Olu Amoda artist bio notes that he “has worked consistently over the past three decades to create a sculptural language that has unique character and beauty. Working as a sculptor, muralist, furniture designer, and multimedia artist, Amoda is best known for using repurposed materials found from the detritus of consumer culture. His works often incorporate rusty nails, metal plates, bolts, pipes, and rods, that are welded together to create figures, animals, flora and ambiguous forms. Amoda uses these materials to explore socio-political issues relating to Nigerian culture today, from sex, politics, race and conflict to consumerism and economic distribution”. Amoda graduated in sculpture from Auchi Polytechnic, Nigeria, and received a Master’s Degree of Fine Arts from Georgia Southern University, USA.
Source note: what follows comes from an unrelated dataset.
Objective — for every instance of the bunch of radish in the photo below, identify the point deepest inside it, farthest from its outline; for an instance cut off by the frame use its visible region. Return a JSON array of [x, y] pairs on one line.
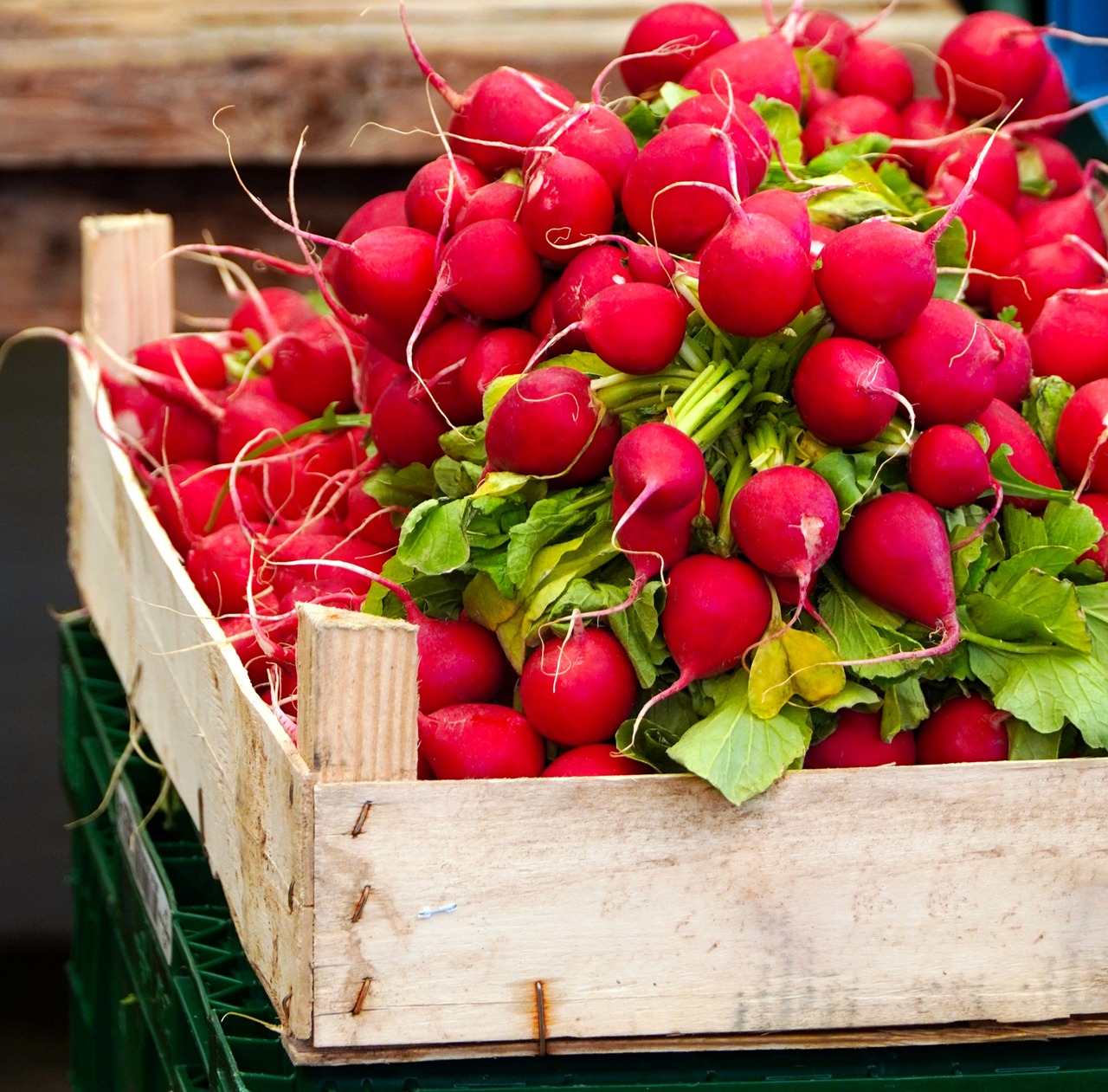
[[758, 411]]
Shanequa Gay shares in her artist statement that her work “draws upon ritual and personal memory, storytelling, fantasy, and the deep well of southern black traditions found in her home place of Atlanta. Gay’s fodder is play, indigenous belief systems and the spirit of African-Ascendant Women and girls finding Divinity in self. She is invested in counter narratives, mythology, and the expansion of the black imaginary. Gay engages in this practice through installations, paintings, performance, photography, video and monumental sculptural figures”. Gay received her BA from the Savannah College of Art and Design and an MFA from Georgia State University.
Jessica (Jess) Self is a contemporary artist based in Atlanta, GA., who works with wax, wool, and wood to create mixed media figurative sculptures. Self received her BFA from Warren Wilson College (NC) and MFA from Georgia State University.
Jamele Wright is a multi-disciplinary artist whose work “is concerned with the Black American vernacular experience, creating a conversation between family, tradition, the spiritual and material relationships between Africa and the South”. Wright graduated from Georgia State University with a B.A. in Art History, and received his Masters of Fine Art from School of Visual Arts in Manhattan, New York.
The purpose of the Hudgens Prize competition is to elevate and promote the arts in Georgia while offering a transformational opportunity for the winning artist. The Hudgens Prize was last awarded in 2019 to Paul Stephen Benjamin. Benjamin continues to receive nationwide recognition following receipt of the Hudgens Prize award and his solo exhibition at the Hudgens in 2020, including a recent exhibition, Black Form, at Davidson College’s Van Every | Smith Galleries.